Fans of the early seasons of The Simpsons will likely recognize the tertiary character pictured above. He was a jazz musician held in high regard by Lisa Simpson for his saxophone playing — and his name was Bleeding Gums Murphy.
It seems I am enrolled in his musical academy these days.
About three weeks ago I started noticing blood after brushing my teeth. About two weeks ago I started noticing during the day that my gums were on the “warm side” which gave me some concerns. Even with a soft-bristled brush and carefully brushing, my gums bleed every time I brush them.
This gave me two concerns: (1) do I have some kind of osteonecrosis of the jaw issue related to the bone-strengthening agents I was on, and (2) do I have an issue with platelets that could be indicative of myeloma or leukemia or something else wrong with the blood.
I did a little research on osteonecrosis and it doesn’t manifest itself in bleeding gums, thankfully.
In my visit to the doctor this week, my labs showed platelets at normal levels (a little on the low side of the normal range, but 175K against a range of 130-400K being normal, so it wouldn’t explain this). I did note that I bled more than usual from the site of the port access when they stuck me with the IV. So something funky is going on. But it’s not platelets. Importantly, the most recent cancer numbers are clean as a whistle. My immune system continues to recover from the transplants and now my IgG and IgA are both squarely in the normal range. IgM continues to be very low — 18 mg/dL versus a normal range of 48-271. By the way, who decides what normal rangers are? Are they simply standard deviations away from the mean? Why is it 48, for example, and not 50? Modestly interesting questions but not so interesting that I’m going to research answers.

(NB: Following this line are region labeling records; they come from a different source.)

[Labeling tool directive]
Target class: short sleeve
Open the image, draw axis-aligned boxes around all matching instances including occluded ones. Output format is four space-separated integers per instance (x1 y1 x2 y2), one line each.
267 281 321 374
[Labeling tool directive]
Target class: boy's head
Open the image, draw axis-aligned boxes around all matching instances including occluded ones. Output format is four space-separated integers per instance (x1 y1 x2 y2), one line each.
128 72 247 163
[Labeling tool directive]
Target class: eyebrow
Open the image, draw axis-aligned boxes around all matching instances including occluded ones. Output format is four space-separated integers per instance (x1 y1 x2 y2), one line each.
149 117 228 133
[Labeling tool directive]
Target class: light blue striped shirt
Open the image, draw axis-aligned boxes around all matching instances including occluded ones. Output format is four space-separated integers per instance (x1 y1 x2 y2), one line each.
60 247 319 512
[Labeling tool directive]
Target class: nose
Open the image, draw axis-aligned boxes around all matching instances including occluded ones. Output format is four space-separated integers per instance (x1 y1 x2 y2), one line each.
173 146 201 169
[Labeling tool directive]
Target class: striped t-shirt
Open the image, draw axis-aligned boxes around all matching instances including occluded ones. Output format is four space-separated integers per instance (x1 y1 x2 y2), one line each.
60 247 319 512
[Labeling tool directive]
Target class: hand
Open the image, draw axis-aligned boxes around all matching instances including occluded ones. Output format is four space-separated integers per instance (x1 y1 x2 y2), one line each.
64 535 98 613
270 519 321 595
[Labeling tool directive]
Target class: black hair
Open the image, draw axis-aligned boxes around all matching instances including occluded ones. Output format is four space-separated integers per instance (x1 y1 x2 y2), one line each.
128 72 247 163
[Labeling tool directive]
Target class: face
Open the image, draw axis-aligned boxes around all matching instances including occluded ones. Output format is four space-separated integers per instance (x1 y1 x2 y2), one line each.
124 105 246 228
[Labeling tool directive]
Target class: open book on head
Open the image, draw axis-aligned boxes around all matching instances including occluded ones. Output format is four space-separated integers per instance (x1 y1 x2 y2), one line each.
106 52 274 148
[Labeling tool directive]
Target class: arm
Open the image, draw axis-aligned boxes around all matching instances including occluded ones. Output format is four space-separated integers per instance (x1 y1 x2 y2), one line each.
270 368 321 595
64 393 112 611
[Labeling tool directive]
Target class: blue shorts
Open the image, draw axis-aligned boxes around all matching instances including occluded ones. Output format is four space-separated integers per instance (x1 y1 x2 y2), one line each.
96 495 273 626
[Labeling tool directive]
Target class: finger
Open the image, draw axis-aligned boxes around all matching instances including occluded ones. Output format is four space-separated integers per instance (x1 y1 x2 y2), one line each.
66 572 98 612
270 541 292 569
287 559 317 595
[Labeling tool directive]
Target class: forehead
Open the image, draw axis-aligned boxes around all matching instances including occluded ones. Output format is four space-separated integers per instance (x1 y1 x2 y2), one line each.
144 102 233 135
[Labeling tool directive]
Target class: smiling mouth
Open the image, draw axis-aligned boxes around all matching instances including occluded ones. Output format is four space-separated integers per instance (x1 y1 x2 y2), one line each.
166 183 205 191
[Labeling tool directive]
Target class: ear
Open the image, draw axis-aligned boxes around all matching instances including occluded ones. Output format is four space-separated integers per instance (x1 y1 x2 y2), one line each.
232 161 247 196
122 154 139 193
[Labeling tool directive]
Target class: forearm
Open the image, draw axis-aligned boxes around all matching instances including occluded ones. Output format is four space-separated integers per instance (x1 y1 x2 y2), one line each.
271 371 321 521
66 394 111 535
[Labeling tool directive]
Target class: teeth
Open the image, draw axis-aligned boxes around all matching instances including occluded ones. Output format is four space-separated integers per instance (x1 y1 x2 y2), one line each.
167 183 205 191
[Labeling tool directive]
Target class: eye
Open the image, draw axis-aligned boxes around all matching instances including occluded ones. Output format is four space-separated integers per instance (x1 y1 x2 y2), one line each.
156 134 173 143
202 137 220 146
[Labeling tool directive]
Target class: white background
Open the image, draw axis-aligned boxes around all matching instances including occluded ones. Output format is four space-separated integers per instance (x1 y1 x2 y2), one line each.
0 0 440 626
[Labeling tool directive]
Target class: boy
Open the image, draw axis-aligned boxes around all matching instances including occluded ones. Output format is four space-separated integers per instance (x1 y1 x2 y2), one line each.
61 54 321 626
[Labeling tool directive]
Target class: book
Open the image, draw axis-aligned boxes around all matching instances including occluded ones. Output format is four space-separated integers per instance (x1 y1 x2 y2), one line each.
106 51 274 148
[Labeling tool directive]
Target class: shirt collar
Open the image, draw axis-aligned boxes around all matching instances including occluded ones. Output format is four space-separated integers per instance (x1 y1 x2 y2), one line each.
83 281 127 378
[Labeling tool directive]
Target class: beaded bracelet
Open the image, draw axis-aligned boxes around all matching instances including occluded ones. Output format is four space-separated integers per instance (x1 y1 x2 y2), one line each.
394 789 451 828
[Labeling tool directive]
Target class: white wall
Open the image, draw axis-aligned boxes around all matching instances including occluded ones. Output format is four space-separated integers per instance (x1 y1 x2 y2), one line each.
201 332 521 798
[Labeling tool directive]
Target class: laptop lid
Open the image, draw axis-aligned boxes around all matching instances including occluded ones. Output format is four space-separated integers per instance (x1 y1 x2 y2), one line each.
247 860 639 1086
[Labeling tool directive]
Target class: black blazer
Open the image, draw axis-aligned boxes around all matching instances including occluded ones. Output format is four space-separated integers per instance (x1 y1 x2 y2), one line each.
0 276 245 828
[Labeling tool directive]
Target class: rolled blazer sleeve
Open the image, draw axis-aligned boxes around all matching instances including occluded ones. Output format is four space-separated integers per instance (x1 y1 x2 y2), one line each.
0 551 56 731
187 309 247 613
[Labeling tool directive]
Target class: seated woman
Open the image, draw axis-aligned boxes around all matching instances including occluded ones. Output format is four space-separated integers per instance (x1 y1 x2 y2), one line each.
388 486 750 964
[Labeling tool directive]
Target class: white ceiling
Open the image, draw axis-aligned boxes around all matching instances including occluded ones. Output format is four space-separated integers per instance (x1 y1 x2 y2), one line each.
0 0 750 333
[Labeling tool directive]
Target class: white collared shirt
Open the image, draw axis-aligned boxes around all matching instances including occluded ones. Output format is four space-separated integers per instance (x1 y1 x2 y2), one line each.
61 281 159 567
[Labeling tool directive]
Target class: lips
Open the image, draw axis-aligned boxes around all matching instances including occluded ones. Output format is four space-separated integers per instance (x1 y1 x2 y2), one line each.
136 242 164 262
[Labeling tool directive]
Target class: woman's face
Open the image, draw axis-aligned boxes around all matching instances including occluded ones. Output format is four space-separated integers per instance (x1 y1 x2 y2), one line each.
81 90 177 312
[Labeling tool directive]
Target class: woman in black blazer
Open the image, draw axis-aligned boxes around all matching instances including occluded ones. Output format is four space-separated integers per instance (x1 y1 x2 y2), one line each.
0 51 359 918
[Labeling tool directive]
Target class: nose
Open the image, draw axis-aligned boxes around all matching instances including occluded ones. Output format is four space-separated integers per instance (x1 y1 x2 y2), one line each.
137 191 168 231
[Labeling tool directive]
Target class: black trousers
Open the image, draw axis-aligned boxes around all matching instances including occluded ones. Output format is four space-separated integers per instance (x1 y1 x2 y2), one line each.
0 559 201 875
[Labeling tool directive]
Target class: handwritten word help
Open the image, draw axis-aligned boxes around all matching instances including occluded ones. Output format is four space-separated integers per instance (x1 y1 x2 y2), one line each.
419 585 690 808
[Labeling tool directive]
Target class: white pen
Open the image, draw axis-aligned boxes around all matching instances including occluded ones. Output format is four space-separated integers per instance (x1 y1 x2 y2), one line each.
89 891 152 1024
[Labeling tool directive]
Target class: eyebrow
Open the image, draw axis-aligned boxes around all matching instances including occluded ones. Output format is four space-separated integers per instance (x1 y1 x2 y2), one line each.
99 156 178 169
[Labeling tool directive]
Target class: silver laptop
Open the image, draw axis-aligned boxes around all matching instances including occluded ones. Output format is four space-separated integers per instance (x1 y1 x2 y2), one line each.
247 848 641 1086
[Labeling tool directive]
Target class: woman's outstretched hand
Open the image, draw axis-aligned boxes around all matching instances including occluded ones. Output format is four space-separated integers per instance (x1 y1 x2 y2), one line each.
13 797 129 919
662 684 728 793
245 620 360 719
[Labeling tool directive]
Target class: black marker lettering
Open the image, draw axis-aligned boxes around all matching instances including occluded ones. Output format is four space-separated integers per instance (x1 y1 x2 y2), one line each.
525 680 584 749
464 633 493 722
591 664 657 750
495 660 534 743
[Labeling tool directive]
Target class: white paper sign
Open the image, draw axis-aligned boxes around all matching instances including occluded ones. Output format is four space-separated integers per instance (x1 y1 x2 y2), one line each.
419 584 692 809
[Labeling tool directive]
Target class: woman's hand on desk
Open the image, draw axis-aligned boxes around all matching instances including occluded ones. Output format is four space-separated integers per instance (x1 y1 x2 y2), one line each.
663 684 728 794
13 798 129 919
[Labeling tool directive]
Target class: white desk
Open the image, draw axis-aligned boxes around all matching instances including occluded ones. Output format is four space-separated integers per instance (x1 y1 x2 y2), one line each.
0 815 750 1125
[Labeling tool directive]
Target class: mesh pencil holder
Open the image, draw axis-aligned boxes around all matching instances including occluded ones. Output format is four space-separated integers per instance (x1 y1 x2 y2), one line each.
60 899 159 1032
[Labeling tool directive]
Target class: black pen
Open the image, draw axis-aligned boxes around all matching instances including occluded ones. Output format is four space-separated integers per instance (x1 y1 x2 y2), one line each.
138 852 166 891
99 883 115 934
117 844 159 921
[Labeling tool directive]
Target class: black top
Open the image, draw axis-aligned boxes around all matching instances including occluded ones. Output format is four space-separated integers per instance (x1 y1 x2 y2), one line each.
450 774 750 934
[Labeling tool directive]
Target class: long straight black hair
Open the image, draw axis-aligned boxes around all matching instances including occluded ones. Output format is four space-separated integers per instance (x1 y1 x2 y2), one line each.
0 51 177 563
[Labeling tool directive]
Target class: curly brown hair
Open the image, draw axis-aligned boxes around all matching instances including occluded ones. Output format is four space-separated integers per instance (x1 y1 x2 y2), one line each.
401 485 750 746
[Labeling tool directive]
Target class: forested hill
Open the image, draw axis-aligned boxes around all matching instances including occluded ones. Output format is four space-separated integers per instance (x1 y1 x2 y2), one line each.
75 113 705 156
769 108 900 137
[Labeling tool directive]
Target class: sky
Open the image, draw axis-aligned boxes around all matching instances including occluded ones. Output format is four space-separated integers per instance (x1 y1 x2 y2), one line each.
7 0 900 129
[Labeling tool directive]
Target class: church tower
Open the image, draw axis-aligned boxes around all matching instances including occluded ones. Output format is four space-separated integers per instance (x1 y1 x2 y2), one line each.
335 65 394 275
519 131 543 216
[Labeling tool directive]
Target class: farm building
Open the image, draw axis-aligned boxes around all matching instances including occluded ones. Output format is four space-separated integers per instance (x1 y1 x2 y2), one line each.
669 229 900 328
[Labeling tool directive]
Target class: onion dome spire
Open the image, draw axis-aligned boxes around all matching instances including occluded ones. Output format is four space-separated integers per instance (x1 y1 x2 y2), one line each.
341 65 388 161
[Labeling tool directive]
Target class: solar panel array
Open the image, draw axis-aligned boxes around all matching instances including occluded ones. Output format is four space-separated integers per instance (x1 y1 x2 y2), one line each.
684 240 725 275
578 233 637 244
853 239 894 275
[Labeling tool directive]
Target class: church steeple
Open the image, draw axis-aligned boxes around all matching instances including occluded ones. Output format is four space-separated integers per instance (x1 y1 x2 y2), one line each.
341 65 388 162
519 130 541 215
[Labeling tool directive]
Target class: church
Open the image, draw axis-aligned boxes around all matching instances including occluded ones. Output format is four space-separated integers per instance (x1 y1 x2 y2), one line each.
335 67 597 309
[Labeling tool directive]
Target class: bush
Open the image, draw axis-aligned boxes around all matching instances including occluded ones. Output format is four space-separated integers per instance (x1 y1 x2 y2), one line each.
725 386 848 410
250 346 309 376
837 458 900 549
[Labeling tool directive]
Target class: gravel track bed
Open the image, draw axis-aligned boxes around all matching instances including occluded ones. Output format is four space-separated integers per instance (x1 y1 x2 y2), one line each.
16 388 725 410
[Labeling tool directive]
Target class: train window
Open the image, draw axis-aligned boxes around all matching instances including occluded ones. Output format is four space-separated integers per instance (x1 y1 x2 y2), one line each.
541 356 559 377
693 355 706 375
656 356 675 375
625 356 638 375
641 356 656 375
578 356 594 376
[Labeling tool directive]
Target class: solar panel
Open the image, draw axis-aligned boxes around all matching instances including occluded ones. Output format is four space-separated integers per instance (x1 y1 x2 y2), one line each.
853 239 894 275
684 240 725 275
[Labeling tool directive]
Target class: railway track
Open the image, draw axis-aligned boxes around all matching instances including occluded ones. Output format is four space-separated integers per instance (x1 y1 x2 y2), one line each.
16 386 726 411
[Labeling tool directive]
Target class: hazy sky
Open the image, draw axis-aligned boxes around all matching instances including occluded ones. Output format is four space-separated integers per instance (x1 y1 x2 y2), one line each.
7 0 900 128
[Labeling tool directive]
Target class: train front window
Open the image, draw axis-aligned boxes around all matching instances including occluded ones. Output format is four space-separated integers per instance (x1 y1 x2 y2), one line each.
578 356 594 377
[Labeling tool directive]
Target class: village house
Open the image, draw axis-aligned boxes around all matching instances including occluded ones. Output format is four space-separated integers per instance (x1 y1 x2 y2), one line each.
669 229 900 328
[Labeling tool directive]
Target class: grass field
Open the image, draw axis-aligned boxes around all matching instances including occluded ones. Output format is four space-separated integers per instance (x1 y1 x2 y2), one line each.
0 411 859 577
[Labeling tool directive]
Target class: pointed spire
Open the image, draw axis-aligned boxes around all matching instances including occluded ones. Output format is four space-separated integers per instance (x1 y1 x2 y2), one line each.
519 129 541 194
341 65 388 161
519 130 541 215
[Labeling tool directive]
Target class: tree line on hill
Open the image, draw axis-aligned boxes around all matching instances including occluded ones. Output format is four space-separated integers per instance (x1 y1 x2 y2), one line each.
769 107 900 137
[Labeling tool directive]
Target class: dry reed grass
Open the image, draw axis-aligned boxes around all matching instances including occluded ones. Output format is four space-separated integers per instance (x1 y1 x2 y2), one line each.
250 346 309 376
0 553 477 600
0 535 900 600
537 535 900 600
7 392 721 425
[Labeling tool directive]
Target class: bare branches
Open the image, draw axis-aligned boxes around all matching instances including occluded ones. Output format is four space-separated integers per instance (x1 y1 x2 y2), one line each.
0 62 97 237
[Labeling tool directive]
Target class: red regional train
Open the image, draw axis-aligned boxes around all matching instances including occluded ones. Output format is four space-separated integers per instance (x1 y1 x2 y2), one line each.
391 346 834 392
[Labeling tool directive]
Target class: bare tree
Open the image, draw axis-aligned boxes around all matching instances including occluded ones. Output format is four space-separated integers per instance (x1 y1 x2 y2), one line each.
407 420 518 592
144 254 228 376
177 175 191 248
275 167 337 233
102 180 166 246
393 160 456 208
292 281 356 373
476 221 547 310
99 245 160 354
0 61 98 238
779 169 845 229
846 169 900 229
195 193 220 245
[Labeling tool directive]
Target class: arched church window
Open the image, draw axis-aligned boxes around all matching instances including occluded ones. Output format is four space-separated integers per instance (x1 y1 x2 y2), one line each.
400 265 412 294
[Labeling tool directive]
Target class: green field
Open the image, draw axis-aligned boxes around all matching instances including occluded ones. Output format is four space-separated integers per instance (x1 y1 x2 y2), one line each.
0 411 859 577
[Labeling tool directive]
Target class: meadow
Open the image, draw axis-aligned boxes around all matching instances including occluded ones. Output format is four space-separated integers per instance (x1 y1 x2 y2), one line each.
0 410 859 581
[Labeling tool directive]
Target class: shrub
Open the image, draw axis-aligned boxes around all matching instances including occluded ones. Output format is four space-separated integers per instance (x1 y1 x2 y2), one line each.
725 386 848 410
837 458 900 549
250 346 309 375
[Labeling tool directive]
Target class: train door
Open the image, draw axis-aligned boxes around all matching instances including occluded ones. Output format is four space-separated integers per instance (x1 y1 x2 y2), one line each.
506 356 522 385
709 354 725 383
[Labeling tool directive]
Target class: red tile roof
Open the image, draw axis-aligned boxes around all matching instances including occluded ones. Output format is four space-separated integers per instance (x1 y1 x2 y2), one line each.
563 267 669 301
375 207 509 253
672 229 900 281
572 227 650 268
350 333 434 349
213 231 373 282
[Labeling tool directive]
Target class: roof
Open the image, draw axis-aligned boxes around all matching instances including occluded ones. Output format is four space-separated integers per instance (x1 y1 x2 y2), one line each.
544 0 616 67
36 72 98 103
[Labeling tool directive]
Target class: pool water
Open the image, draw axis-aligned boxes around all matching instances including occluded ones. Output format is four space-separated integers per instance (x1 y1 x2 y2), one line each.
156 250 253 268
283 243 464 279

Argh. Intellectual curiosity got the better of me. Couldn’t help myself. Yes, “normal” is determined by two standard deviations on either side of the mean. Meaning 95% of the population falls in the range.
Okay, back to the primary point of the post.
I will be getting some analysis of some other things in my blood — “clotting factors” — when I return to Arkansas in a couple of weeks. Unfortunately, a little Googling can be dangerous. I had always assumed that if platelets are okay, then clotting factors are okay — but they are unrelated. It turns out that you can have messed up clotting factors and have normal platelets. And it turns out that if you have this…it can be hemophilia. It can also be something called von Willebrand disease.
Now do I think I have these things? No. My clotting factors have been normal in the past. And everything I know about hemophilia came from watching the movie Nicholas and Alexandra when I was a pre-teen. I learned from this and my helpful parents that somebody in the Csar’s family (or multiple members thereof) died from hemophilia, which meant they couldn’t stop bleeding. Years later I probably picked up the inference that all those inbreeding Hapsburgs passed this genetic problem along to their kids.
I may have my shortcomings, and some of them could be laid at the feet of my parents from both nature and nuture, but I can’t say there was a lot of inbreeding going on in my family. They got that part right, anyhow!
Nonetheless, something is going on. I shouldn’t feel a warm sense of blood when I run my teeth over my gums. Even if they aren’t bleeding, it feels odd. Something is amiss.
I’m going to the dentist next week. I will confess I didn’t always take the best care of my teeth, but I am certainly not an extreme outlier. I think in the quiet darkness, many of us admit to ourselves that we are not diligent flossers. That said, while my gum health hasn’t been in the top decile, it’s never been worse than average and I’m a good and frequent brusher. So I don’t think it’s just lackadaisical oral care that is contributing to all this.
The bottom line is: I dunno what’s happening. And this falls in the category of slightly embarrassing things that I wouldn’t put out on the Internet for the world to see, but there could be others with this issue and if nothing else, I hope this blog reports side effects so that others experiencing them can be aware of them.
Secondary cancer in finger? Check. GI issues? Check. Hair loss from Velcade? Check. Weird rash on fingers and hands? Check. None of these are particularly dignified, but this isn’t a dignified disease. And if talking about these embarrassing little topics can help a few people, then I’m prepared to endure some public indignity. :)
I am participating in another CureTalk panel next Friday, so I will update about that soon. Have a good weekend, all!